Less explored, however, are the roles of demographic traits such as fecundity, mortality and generation length, especially at large spatial scales. Such traits have been hypothesized to indirectly affect dispersal capacity through their effect on the number of individuals in a population, the number of offspring per generation, the local extinction rate and the frequency of reproductive cycles, all of which can influence the probability of dispersal events (Perry et al. 2005, Stevens et al. 2013, Castorani et al. 2017, Bonte and Dahirel 2017, Weil et al. 2022). For instance, dispersal distances were shown to be correlated with fast life-history strategies (i.e., high fecundity and low survival rates) in plants (Beckman et al. 2018). Additionally, it has been hypothesized that species with shorter generation length have more dispersal opportunities per time unit, which has been supported in butterflies (Stevens et al. 2012). However, tests of these relationships using genetic data are still sparse, mostly because demographic traits are costly to estimate for many taxa. Additionally, the question remains regarding to what extent these demographic traits are correlated with morphological and foraging ecology traits (e.g., body size), and therefore whether they would be informative in predictive models of genetic differentiation.
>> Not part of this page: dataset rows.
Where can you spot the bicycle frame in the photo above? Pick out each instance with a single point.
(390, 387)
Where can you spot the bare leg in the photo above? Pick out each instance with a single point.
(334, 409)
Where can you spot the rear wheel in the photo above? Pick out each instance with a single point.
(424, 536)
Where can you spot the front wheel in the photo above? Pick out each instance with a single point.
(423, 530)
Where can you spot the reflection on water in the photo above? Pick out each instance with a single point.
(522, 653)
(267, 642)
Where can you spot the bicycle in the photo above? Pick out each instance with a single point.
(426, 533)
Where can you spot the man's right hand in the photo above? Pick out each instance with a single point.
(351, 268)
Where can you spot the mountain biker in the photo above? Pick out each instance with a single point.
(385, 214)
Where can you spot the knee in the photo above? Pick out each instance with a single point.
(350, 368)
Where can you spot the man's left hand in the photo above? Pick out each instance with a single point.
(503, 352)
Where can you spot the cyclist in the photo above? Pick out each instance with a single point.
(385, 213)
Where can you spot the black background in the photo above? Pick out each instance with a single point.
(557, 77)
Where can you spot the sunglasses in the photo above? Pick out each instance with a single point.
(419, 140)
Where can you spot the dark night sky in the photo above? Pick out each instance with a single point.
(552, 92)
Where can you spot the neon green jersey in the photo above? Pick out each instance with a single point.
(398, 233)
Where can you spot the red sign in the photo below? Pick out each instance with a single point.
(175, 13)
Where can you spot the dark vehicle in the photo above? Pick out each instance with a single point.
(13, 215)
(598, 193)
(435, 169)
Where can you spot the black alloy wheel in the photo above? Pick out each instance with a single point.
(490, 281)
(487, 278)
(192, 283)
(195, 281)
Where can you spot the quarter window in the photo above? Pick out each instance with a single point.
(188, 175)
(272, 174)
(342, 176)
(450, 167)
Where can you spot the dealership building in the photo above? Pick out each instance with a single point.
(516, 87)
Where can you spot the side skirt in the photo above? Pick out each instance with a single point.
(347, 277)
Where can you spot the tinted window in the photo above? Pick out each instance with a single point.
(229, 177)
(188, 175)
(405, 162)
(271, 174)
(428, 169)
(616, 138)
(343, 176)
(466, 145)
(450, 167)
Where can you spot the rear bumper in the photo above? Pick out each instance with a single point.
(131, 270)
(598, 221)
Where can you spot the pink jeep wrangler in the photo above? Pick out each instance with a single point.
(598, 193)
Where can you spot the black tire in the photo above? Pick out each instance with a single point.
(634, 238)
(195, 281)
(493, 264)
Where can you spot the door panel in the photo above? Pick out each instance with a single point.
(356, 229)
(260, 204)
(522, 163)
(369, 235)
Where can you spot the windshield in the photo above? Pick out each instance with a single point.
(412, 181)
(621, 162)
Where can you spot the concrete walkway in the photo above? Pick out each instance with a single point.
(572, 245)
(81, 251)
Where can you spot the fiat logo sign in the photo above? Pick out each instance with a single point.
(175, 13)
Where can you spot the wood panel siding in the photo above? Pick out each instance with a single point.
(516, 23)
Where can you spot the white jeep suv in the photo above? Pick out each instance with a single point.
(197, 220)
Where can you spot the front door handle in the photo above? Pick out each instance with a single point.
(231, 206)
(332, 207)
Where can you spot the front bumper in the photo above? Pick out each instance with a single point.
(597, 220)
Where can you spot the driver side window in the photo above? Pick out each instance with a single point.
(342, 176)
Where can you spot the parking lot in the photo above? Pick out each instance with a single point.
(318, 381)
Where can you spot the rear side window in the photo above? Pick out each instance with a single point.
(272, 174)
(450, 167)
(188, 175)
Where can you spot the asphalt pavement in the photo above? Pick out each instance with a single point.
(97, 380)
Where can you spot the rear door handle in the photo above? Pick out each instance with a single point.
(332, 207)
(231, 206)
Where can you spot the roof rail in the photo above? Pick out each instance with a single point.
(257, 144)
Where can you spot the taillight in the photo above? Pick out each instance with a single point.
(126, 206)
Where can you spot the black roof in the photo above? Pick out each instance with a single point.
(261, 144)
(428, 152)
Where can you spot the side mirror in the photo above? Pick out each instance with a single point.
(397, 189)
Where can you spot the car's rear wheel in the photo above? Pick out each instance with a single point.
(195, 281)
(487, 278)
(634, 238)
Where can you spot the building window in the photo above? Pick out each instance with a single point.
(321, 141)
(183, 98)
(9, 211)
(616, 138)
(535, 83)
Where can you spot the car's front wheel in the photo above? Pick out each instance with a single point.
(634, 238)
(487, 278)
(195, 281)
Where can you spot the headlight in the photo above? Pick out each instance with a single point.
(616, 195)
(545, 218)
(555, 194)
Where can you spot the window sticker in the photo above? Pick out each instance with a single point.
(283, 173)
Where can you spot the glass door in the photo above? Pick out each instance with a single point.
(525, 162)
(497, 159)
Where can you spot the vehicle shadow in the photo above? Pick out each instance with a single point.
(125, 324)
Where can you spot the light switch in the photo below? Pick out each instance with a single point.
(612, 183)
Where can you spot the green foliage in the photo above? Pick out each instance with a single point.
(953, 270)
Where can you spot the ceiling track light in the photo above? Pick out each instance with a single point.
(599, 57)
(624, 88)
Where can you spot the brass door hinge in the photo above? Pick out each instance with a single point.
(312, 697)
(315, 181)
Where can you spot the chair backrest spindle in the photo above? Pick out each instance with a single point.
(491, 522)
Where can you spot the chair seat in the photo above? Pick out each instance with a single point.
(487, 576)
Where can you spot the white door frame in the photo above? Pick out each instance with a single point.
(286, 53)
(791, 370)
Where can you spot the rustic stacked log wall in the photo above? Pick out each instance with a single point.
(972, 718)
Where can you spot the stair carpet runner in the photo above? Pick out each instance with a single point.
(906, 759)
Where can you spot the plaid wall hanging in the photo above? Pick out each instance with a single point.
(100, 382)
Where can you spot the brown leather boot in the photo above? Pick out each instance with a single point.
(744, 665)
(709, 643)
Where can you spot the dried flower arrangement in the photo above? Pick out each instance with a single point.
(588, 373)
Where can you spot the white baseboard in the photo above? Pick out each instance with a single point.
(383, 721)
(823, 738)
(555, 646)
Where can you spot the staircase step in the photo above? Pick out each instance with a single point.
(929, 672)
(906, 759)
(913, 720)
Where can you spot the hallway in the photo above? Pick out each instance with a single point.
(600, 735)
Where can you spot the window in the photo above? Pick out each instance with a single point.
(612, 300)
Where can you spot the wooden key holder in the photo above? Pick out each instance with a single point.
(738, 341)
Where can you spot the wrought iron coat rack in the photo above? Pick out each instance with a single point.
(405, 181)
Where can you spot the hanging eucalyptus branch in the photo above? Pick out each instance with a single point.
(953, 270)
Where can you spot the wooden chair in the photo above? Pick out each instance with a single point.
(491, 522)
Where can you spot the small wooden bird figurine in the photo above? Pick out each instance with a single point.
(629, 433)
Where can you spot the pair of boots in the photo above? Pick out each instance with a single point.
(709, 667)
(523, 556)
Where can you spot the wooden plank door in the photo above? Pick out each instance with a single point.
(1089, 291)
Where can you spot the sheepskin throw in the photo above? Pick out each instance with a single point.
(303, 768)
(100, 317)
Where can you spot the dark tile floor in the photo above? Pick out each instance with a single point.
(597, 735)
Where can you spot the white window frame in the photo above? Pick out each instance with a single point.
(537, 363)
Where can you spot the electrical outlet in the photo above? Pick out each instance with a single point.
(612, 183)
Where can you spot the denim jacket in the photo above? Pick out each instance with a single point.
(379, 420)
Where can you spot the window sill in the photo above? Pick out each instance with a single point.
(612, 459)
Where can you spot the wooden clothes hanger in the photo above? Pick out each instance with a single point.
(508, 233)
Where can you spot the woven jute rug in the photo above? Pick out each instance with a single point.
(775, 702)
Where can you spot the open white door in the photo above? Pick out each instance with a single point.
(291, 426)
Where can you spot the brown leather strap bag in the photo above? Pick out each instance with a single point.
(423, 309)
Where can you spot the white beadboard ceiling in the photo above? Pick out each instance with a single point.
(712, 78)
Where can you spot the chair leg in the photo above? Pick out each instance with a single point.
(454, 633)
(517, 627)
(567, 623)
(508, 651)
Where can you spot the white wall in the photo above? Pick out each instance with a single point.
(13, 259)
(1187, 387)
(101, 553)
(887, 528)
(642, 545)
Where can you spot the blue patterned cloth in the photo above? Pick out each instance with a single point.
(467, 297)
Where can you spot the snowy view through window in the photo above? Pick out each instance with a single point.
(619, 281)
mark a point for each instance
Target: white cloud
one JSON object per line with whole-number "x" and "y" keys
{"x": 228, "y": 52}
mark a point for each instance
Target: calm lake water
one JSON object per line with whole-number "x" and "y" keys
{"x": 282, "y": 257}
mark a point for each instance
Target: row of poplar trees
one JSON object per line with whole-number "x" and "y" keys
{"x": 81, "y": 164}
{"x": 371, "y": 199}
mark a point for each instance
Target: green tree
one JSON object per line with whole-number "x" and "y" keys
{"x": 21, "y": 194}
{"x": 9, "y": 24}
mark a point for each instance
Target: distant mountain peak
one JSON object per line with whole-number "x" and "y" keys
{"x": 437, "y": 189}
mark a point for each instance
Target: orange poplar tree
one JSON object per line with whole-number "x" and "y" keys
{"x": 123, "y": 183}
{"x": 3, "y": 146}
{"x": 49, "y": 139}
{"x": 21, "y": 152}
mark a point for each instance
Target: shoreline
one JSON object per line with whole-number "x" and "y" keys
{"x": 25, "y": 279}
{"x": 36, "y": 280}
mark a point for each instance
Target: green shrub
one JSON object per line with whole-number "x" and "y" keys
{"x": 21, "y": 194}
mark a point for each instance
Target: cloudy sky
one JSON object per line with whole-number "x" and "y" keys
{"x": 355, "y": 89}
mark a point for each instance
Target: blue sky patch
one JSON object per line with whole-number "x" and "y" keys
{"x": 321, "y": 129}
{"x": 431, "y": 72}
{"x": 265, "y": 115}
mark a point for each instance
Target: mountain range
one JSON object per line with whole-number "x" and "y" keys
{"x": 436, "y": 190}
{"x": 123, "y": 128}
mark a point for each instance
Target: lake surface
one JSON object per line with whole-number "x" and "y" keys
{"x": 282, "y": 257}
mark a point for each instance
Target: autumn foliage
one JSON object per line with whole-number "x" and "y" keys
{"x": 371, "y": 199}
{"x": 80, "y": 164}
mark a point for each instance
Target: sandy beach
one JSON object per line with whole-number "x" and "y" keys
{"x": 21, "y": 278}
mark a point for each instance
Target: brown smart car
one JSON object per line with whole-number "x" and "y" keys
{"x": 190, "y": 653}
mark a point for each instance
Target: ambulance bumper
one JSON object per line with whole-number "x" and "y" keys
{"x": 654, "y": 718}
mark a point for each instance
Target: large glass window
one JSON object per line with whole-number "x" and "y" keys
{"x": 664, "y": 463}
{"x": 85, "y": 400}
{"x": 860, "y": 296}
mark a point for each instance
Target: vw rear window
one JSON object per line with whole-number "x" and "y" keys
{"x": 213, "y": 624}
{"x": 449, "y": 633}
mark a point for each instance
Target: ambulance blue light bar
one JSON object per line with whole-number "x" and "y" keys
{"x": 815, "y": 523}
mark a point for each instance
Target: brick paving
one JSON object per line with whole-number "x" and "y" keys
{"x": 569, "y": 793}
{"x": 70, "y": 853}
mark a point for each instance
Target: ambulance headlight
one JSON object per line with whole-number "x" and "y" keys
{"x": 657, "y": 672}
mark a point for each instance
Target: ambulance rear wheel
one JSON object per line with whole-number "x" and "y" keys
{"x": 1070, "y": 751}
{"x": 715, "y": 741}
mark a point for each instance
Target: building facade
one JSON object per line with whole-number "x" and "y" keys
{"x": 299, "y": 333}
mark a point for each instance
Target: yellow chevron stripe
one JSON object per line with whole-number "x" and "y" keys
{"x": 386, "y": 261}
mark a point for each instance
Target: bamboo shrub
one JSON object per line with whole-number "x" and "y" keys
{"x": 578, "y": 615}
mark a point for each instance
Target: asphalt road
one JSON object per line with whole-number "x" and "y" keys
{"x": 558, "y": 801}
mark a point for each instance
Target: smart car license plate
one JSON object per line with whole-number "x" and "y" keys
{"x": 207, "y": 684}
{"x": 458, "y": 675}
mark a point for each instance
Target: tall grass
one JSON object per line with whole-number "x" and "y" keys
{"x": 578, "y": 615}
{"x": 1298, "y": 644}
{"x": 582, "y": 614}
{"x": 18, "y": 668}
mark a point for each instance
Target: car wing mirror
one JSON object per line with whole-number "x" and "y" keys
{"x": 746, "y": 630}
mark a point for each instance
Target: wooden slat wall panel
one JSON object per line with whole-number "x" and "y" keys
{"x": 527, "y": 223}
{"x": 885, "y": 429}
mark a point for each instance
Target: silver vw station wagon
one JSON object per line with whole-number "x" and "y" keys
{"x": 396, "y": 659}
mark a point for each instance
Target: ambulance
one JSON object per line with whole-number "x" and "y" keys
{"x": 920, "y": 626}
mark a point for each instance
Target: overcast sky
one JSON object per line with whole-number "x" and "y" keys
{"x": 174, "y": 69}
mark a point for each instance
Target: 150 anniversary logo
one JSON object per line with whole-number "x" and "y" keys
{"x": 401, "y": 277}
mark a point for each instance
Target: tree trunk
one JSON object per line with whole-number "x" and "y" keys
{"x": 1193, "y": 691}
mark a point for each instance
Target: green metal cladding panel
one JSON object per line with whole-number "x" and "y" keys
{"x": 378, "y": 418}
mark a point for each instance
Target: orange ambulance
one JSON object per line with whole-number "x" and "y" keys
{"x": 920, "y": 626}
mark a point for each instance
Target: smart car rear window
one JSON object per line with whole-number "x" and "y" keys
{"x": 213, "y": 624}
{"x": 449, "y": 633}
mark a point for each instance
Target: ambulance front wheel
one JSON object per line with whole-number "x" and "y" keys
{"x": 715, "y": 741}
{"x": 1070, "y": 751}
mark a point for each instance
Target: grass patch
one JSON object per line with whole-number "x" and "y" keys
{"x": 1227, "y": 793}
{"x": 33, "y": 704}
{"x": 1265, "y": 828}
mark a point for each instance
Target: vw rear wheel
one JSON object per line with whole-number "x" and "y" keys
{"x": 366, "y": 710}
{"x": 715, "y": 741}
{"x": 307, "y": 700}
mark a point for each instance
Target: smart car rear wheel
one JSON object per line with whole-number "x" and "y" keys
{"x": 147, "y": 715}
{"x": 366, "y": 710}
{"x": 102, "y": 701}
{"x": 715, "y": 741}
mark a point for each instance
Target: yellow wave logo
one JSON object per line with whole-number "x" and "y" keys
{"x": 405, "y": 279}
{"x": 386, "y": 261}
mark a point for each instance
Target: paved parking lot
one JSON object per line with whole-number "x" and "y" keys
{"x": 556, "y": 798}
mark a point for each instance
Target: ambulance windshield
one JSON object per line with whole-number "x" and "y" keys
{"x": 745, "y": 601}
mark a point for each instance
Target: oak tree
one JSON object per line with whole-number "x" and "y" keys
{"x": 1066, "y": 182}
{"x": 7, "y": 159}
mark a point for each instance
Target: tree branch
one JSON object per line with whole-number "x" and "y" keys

Here, we create a machine learning model that draws from landscape genetics and predictive phylogeography (Espíndola et al. 2016, Pelletier and Carstens 2018, Sullivan et al. 2019) to predict the magnitude of genetic differentiation among populations, using environmental descriptors and both dispersal-related and demographic traits within multiple co-distributed bird taxa in the Atlantic forest of Brazil. Machine learning techniques have been showing great promise in population genetics as a tool to leverage available data to understand and predict geographic patterns (Schrider and Kern 2018). We used such approach to combine published mtDNA data with available ecological datasets and evaluate model accuracy in predicting regions that concentrate high levels of genetic differentiation, representing phylogeographic breaks in this ecosystem. We specifically ask: 1) can this machine learning approach be used to accurately predict both global (assembly-wide) and species-specific genetic differentiation? 2) does the inclusion of species-specific ecological traits improve model accuracy? 3) what is the relative importance of dispersal traits and demographic traits in aiding model prediction? The first question aims to evaluate whether a machine learning approach can summarize existing information and learn enough about the spatial correlates of genetic breaks to predict which areas may function as barriers to gene flow in a focal region or for a focal species. The second question addresses whether features of the abiotic environment alone are enough to explain these correlations and to what extent data on ecological traits can help predictive approaches. Finally, the third question helps address the aforementioned knowledge gap about the correlation of demographic traits and dispersal.